Pour une PME ou une agence française, l'opportunité concrète est là : produire des séries de vidéos publicitaires cohérentes — même mascotte, même porte-parole virtuel, même univers visuel — sans repasser par un tournage complet à chaque déclinaison. Le calcul économique reste à faire au cas par cas, mais le verrou technique qui empêchait ce cas d'usage vient de sauter.
Une course engagée avec Google et Runway
OpenAI n'avance pas seul sur ce terrain. Google pousse Veo dans ses propres outils créatifs et dans Vertex AI, avec un argument similaire de cohérence narrative sur plusieurs plans. Runway, de son côté, cible depuis plus longtemps les studios et les monteurs professionnels avec des fonctions de contrôle fin de la caméra et du mouvement.
La bataille ne se joue donc plus seulement sur la qualité brute d'un plan isolé — tous les modèles sérieux du marché savent désormais produire des images impressionnantes. Elle se joue sur la capacité à enchaîner plusieurs plans cohérents à un coût prévisible, ce qui est précisément le terrain que cette mise à jour de l'API Sora vient occuper.
Mon analyse
Ce que je retiens de cette mise à jour, c'est qu'OpenAI arrête de vendre Sora comme un jouet et commence à le calibrer comme un outil de production. La différence entre un gadget qui impressionne trente secondes et un outil qu'une agence intègre dans son pipeline, c'est exactement ce type de détail : la cohérence, la durée exploitable, le support batch.

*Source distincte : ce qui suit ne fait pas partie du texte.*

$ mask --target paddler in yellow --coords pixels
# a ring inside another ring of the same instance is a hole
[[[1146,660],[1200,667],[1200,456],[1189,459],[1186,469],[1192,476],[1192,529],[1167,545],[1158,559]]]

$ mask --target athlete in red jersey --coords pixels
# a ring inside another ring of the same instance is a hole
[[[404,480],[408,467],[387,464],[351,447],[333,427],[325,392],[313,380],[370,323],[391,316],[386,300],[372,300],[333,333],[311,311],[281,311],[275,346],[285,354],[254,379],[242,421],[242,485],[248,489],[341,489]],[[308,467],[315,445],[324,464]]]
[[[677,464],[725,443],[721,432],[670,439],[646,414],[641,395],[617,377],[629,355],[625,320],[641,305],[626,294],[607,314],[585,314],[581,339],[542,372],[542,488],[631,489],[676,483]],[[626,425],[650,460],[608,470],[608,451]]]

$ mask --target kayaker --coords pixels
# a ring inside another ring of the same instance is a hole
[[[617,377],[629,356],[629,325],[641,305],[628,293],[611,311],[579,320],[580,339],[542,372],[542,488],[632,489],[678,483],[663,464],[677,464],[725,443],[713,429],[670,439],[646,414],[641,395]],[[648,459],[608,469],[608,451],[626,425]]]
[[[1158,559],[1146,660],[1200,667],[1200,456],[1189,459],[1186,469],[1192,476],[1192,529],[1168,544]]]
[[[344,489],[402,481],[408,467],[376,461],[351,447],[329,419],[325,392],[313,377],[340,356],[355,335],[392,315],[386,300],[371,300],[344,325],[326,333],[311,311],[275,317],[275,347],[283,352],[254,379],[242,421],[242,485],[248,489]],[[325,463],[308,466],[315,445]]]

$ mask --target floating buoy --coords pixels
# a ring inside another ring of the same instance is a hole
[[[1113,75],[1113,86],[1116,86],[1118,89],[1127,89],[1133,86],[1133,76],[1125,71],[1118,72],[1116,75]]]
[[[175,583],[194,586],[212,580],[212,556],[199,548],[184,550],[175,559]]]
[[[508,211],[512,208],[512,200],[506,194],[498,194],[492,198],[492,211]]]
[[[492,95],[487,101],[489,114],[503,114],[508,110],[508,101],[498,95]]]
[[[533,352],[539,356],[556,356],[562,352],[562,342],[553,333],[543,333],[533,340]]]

Je reste prudent sur un point : la cohérence « automatique » d'un personnage sur plusieurs générations reste un problème difficile, et les promesses marketing sur ce terrain ont souvent déçu à l'usage. Avant de bâtir une campagne entière dessus, mieux vaut tester sur un cas réel, avec le budget en tête — 14 $ la seconde de plan haute définition, ça grimpe vite sur une série de vidéos.
Reste que la direction est la bonne. La vidéo générative ne deviendra un outil professionnel sérieux que le jour où elle cessera de surprendre pour commencer à être fiable. Cette mise à jour de l'API Sora est un pas dans cette direction, pas encore l'arrivée.